Reflecting on the home that survived a bushfire


Written by Sara Kirby. Above: The Wye River home, image courtesy Modscape.

In December last year, a fire tore through Victoria’s Great Ocean Road region, destroying 116 homes and leaving some as nothing but a pile of tin sheeting. One home that escaped the blaze, however, was a modular home that had been constructed to Bushfire Attack Level 40 (BAL-40) requirements. The home, built by Modscape, suffered only some charring to its decking and decking support structure.

While bushfires occur each summer in Australia and cause severe damage to land and property, also often resulting in the loss of lives, they are an essential component to the Australian ecosystem and an unavoidable force of nature. As such, the development of smarter technologies that help people escape blazes on time, along with the preservation of property and assets, is imperative.

Various components of the Modscape home positioned it as highly flame retardant, including gutter guards, a simple roof profile and the a steel support structure. Following the fire, CSIRO conducted a report in which they assessed the houses in direct vicinity of the blaze in order to identify design elements that resulted in some homes surviving over others.

Of Modscape’s Wye River home, the report said, “The house’s steel support structure and non-combustible subfloor, cladding, window frames and doors were effective in resisting ignition in combination with aerial suppression activities.” Almost six months on from the blaze, ADR speaks to Modscape’s Director, Jan Gyrn, on the design of the home, its successes, and what has been learnt.

The Wye River house was obviously built to be fire resistant, but were you surprised at exactly how well it fared in the blaze?
The photos of the area immediately after the fire are littered with skeletons of homes that once stood tall amongst the trees. It was incredible to see Modscape’s Wye River home standing erect and relatively unscarred amongst the rubble. The home survived the fire with some charring to its decking, thanks to the design of the home and the use of certain non-combustible materials.

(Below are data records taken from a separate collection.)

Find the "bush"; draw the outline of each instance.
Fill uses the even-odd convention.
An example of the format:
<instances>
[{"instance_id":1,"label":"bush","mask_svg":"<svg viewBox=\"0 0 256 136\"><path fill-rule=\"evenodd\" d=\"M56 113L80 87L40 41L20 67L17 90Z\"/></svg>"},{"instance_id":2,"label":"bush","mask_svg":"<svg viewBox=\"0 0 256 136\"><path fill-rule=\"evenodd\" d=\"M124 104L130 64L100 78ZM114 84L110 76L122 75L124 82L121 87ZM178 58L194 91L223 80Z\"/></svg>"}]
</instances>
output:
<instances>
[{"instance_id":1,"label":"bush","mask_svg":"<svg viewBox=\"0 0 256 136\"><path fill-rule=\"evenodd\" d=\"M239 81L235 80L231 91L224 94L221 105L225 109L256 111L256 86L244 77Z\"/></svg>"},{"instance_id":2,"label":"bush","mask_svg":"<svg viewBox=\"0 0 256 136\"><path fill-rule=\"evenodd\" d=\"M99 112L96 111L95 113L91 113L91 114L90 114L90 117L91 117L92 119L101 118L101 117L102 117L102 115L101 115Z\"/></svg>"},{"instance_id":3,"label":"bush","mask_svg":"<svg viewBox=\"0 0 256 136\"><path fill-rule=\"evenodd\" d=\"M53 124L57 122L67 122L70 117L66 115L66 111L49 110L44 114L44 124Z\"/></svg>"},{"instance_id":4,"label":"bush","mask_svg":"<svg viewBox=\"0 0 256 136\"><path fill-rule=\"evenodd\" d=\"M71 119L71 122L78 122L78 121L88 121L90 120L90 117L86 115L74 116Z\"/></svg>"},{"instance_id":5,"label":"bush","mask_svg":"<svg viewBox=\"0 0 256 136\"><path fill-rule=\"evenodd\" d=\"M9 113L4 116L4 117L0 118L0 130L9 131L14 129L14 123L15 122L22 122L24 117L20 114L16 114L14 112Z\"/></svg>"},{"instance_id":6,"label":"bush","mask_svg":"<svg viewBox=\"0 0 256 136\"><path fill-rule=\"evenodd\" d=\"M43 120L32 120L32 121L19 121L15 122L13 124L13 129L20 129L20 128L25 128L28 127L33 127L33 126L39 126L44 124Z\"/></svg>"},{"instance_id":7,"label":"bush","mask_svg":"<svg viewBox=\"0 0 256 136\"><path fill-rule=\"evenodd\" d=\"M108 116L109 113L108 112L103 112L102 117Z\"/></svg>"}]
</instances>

In terms of construction, what did Modscape learn from this home surviving the fire? In hindsight, is there anything you would have altered or added to the design to improve its fire resistance even more?
The Wye River project is proof of the importance of the Bushfire Management Overlay provisions when designing and constructing a new home in an at-risk area.  The regulations steered us to design the home to include a steel support structure along with non-combustible subfloor, cladding, window frames and doors which were effective in resisting ignition.

The design utilised pull down fire window shutters, however these were not deployed because the home was vacant at the time of the fire. Even if you can design the home in such a way to improve its fire resistance, sometimes the application of these elements are just not practical in holiday locations.

In general, do you think that homes are being built with enough focus on resistance to bush fires, considering Australia’s susceptibility to such blazes?
The construction of homes in the first instance is one thing, but as the CSIRO report indicated, it is often the ‘fuel’ that we place in close proximity to our homes which heightens the fire’s impact. Combustible decking, combustible retaining walls, stored equipment, plastic water tanks, firewood etc. are often things that are overlooked but can have a huge impact on the loss or survival of a home.

While the fire was just last year, the home was built back in 2013 – what advances have Modscape utilised in their buildings since the construction of the Wye River house in regards to fire resilience?
Even in a short period of time, building technology has come so far. As an example, our window supplier now has a BAL-40 compliant window and frame which eliminates the need for shutters. Such advances in building technology leads to greater flexibility in design – even in high bushfire prone areas.